After reading an article about pairing chocolate and Scotch Whisky (thank you Highland Park and Jeffrey Street Whisky), I began to think deeply, between drams, of doing some experimentations myself. To celebrate the ingenuity of Highland Park, I will start with the Dark Origins and four chocolate from Cacao 70.
The Dark origins is a NAS (no-age statement) aged in Sherry casks up to 60% in first-fill European Casks, 20% in first-fill American Casks and 20% in re-fill Casks. Furthermore, Highland Park use peat from the Orkney Islands to dry their barley (the famous « heather » ).
Here are the notes for the whisky :
Nose : chocolate milk with a little whipped cream on top, English Breakfast black tea, smoked herbs as in a grandmother’s concoction.
Palate : heather fire, light peat, dark chocolate, a few notes of vanilla and walnut and a touch of cinnamon.
Finish: tasty and salivating, very slow and sweet.
Luckily, I felt chocolate notes, both on the nose and in the mouth, which facilitated the agreement between the Scotch and the chocolates. In order to clearly identify the notes of each chocolate, rinsing the mouth between each chocolate was necessary. Here are the notes :
Santo-Domingo : 70% (creamy, sweet, brings out the smoke and whiskey peat)

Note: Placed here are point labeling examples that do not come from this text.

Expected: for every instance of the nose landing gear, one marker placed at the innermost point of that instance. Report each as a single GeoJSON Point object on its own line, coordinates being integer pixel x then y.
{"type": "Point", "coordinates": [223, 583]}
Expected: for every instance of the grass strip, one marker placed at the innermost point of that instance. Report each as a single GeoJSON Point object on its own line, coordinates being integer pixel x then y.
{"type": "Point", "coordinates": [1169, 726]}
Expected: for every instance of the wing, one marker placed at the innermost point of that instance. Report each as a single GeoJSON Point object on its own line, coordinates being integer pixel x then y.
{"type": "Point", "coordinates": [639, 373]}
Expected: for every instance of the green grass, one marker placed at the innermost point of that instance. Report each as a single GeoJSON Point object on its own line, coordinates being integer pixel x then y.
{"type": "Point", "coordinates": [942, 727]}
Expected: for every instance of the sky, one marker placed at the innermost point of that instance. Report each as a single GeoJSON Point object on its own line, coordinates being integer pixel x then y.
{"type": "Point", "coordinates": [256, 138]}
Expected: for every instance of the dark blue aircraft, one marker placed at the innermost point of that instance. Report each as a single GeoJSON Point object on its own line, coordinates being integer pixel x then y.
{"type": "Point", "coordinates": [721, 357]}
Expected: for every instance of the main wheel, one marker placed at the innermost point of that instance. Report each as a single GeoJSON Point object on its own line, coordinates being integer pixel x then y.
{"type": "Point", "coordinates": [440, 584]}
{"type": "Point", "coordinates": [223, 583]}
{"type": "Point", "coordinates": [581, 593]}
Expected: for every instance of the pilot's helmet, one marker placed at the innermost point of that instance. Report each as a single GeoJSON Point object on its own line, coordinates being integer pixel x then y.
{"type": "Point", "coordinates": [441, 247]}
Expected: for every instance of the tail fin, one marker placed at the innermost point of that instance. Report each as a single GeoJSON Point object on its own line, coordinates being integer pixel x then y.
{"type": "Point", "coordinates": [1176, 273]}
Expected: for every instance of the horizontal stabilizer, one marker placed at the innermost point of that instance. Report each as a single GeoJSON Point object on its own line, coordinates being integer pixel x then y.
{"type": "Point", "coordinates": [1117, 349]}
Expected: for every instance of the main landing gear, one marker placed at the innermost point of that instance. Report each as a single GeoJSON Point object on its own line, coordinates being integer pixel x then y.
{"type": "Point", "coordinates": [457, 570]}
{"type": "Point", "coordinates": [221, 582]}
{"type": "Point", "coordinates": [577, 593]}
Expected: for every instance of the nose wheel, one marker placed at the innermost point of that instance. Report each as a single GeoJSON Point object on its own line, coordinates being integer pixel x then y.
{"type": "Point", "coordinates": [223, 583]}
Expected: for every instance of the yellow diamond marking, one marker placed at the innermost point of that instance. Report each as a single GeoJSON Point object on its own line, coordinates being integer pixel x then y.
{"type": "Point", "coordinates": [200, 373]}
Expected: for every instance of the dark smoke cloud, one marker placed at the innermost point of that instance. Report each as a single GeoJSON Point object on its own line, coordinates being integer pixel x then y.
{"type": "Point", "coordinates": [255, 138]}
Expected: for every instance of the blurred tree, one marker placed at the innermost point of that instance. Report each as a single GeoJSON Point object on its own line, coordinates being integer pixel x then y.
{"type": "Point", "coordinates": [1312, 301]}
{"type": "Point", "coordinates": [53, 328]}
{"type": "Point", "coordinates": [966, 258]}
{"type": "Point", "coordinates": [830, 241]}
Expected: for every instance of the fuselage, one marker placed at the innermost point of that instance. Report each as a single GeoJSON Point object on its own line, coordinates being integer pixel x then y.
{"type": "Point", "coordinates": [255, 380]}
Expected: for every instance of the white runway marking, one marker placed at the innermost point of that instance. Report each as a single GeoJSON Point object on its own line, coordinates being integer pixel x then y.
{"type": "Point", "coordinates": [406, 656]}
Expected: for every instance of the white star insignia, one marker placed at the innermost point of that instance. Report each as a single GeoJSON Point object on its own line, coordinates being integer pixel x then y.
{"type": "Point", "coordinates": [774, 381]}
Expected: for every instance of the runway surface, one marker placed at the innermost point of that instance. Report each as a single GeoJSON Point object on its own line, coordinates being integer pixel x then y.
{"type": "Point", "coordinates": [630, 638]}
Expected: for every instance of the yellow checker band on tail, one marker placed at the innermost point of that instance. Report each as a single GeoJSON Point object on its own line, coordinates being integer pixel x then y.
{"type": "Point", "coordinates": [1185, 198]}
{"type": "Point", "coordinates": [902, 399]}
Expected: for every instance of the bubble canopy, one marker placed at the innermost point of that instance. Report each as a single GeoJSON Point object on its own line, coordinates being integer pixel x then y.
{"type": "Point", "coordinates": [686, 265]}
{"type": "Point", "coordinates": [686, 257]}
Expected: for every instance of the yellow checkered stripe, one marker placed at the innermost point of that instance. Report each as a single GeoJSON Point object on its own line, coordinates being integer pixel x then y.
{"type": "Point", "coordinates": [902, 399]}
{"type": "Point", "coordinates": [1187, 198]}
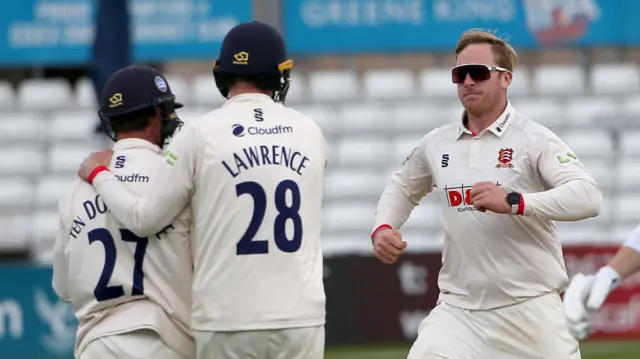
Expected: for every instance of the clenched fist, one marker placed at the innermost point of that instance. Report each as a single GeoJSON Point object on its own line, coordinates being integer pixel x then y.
{"type": "Point", "coordinates": [388, 245]}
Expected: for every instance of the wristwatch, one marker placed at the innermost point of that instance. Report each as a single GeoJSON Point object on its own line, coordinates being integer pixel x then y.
{"type": "Point", "coordinates": [514, 199]}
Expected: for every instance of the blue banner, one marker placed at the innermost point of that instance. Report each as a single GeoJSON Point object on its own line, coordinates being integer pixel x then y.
{"type": "Point", "coordinates": [357, 26]}
{"type": "Point", "coordinates": [50, 32]}
{"type": "Point", "coordinates": [34, 323]}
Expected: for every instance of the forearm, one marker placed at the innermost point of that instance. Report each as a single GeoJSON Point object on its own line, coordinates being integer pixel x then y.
{"type": "Point", "coordinates": [394, 207]}
{"type": "Point", "coordinates": [573, 201]}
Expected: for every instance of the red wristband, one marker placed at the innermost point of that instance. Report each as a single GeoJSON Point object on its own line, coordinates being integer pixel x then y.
{"type": "Point", "coordinates": [382, 226]}
{"type": "Point", "coordinates": [521, 206]}
{"type": "Point", "coordinates": [95, 172]}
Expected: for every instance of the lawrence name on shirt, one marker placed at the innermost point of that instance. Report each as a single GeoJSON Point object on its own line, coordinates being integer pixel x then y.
{"type": "Point", "coordinates": [256, 200]}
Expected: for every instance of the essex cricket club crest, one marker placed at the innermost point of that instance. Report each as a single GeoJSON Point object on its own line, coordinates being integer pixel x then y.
{"type": "Point", "coordinates": [505, 156]}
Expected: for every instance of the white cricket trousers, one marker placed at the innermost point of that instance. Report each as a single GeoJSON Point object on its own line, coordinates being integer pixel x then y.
{"type": "Point", "coordinates": [294, 343]}
{"type": "Point", "coordinates": [534, 329]}
{"type": "Point", "coordinates": [139, 344]}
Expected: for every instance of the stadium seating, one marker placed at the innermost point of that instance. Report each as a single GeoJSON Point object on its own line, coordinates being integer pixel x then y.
{"type": "Point", "coordinates": [371, 121]}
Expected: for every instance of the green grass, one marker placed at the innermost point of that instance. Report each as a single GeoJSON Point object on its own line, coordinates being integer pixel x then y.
{"type": "Point", "coordinates": [604, 350]}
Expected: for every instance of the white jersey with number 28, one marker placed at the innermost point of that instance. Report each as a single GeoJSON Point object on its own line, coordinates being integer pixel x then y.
{"type": "Point", "coordinates": [253, 172]}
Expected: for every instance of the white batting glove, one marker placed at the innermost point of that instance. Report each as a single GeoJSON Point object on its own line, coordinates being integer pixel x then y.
{"type": "Point", "coordinates": [587, 293]}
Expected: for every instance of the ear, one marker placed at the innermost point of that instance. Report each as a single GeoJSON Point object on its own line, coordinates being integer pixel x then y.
{"type": "Point", "coordinates": [506, 79]}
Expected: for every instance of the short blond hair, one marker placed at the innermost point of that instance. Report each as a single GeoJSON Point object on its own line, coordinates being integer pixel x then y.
{"type": "Point", "coordinates": [504, 54]}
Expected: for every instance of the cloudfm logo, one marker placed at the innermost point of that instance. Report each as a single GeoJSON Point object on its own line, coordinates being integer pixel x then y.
{"type": "Point", "coordinates": [238, 130]}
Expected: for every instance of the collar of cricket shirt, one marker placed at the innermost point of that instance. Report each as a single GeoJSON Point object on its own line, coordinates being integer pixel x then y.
{"type": "Point", "coordinates": [133, 143]}
{"type": "Point", "coordinates": [248, 98]}
{"type": "Point", "coordinates": [498, 127]}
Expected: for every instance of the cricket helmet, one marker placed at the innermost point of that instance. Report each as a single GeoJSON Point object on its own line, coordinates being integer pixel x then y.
{"type": "Point", "coordinates": [136, 88]}
{"type": "Point", "coordinates": [256, 52]}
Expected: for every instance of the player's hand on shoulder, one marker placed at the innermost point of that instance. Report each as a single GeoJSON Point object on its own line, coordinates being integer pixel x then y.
{"type": "Point", "coordinates": [489, 196]}
{"type": "Point", "coordinates": [587, 293]}
{"type": "Point", "coordinates": [93, 161]}
{"type": "Point", "coordinates": [388, 245]}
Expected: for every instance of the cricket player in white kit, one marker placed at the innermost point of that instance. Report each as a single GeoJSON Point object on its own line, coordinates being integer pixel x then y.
{"type": "Point", "coordinates": [587, 293]}
{"type": "Point", "coordinates": [504, 179]}
{"type": "Point", "coordinates": [252, 172]}
{"type": "Point", "coordinates": [131, 294]}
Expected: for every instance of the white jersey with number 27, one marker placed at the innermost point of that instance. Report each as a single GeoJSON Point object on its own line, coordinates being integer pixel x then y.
{"type": "Point", "coordinates": [117, 281]}
{"type": "Point", "coordinates": [253, 172]}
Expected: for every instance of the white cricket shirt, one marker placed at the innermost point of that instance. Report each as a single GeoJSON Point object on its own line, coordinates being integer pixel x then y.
{"type": "Point", "coordinates": [253, 172]}
{"type": "Point", "coordinates": [492, 260]}
{"type": "Point", "coordinates": [116, 281]}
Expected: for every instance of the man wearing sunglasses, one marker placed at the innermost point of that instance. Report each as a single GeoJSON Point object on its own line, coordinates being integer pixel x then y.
{"type": "Point", "coordinates": [504, 179]}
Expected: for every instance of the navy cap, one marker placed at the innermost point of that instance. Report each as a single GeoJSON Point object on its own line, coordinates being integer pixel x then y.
{"type": "Point", "coordinates": [134, 88]}
{"type": "Point", "coordinates": [252, 48]}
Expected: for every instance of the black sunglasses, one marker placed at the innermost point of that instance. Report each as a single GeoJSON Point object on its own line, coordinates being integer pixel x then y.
{"type": "Point", "coordinates": [478, 72]}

Ocoa : 70% (A little malty, dry on the palate but salivating along the esophagus, brings out the sugars of the whiskey, we guess slight notes of caramel and vanilla ice cream)

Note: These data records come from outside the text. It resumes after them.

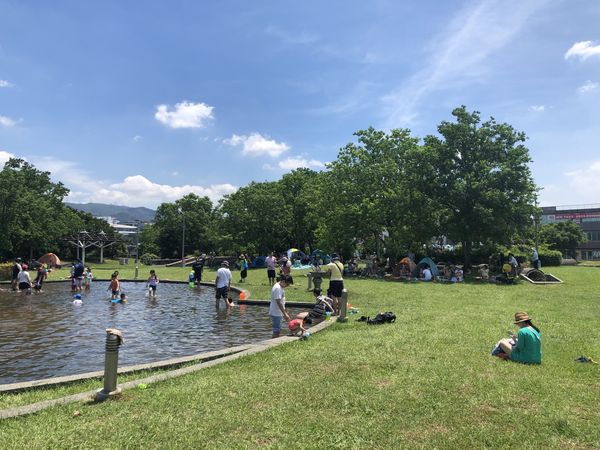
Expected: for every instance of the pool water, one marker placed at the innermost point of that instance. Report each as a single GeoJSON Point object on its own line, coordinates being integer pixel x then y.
{"type": "Point", "coordinates": [46, 335]}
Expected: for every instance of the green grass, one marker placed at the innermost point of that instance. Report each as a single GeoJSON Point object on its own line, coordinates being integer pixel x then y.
{"type": "Point", "coordinates": [426, 381]}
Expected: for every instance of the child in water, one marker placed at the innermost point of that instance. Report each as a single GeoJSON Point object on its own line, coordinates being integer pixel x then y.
{"type": "Point", "coordinates": [152, 283]}
{"type": "Point", "coordinates": [296, 326]}
{"type": "Point", "coordinates": [114, 286]}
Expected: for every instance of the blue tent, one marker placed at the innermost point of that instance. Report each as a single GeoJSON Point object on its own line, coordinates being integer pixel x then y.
{"type": "Point", "coordinates": [426, 262]}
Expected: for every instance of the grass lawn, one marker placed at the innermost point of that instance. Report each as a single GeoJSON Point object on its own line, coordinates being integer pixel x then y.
{"type": "Point", "coordinates": [426, 381]}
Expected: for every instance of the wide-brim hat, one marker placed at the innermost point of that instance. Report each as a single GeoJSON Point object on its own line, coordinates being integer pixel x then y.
{"type": "Point", "coordinates": [521, 317]}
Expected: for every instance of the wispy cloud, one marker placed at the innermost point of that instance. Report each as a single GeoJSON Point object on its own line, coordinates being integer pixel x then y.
{"type": "Point", "coordinates": [459, 52]}
{"type": "Point", "coordinates": [588, 86]}
{"type": "Point", "coordinates": [537, 108]}
{"type": "Point", "coordinates": [7, 122]}
{"type": "Point", "coordinates": [185, 115]}
{"type": "Point", "coordinates": [257, 145]}
{"type": "Point", "coordinates": [583, 50]}
{"type": "Point", "coordinates": [135, 190]}
{"type": "Point", "coordinates": [292, 38]}
{"type": "Point", "coordinates": [295, 163]}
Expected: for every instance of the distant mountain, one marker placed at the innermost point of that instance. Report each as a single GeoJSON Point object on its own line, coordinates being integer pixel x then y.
{"type": "Point", "coordinates": [121, 213]}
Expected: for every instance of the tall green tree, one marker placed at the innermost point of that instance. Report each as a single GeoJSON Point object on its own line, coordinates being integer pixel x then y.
{"type": "Point", "coordinates": [33, 218]}
{"type": "Point", "coordinates": [197, 213]}
{"type": "Point", "coordinates": [370, 191]}
{"type": "Point", "coordinates": [257, 219]}
{"type": "Point", "coordinates": [480, 178]}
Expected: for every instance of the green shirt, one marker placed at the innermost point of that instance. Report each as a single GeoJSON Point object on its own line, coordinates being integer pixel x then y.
{"type": "Point", "coordinates": [529, 347]}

Tanzania: 75% (Dry, crisp, very light astringency, brings out the unctuous and powerful side of the Dark Origins)
Ecuador : 76% (Powerful cocoa bean, slight bitterness on the edge of the tongue, brings out peat and smoke as well as malted barley)
Wow! What an instructive and exciting exercise ! I will now start again … with the 50+ other bottles of whisk(e)y in my collection !
By the way, small preference for the pairing with the chocolate of Ecuador!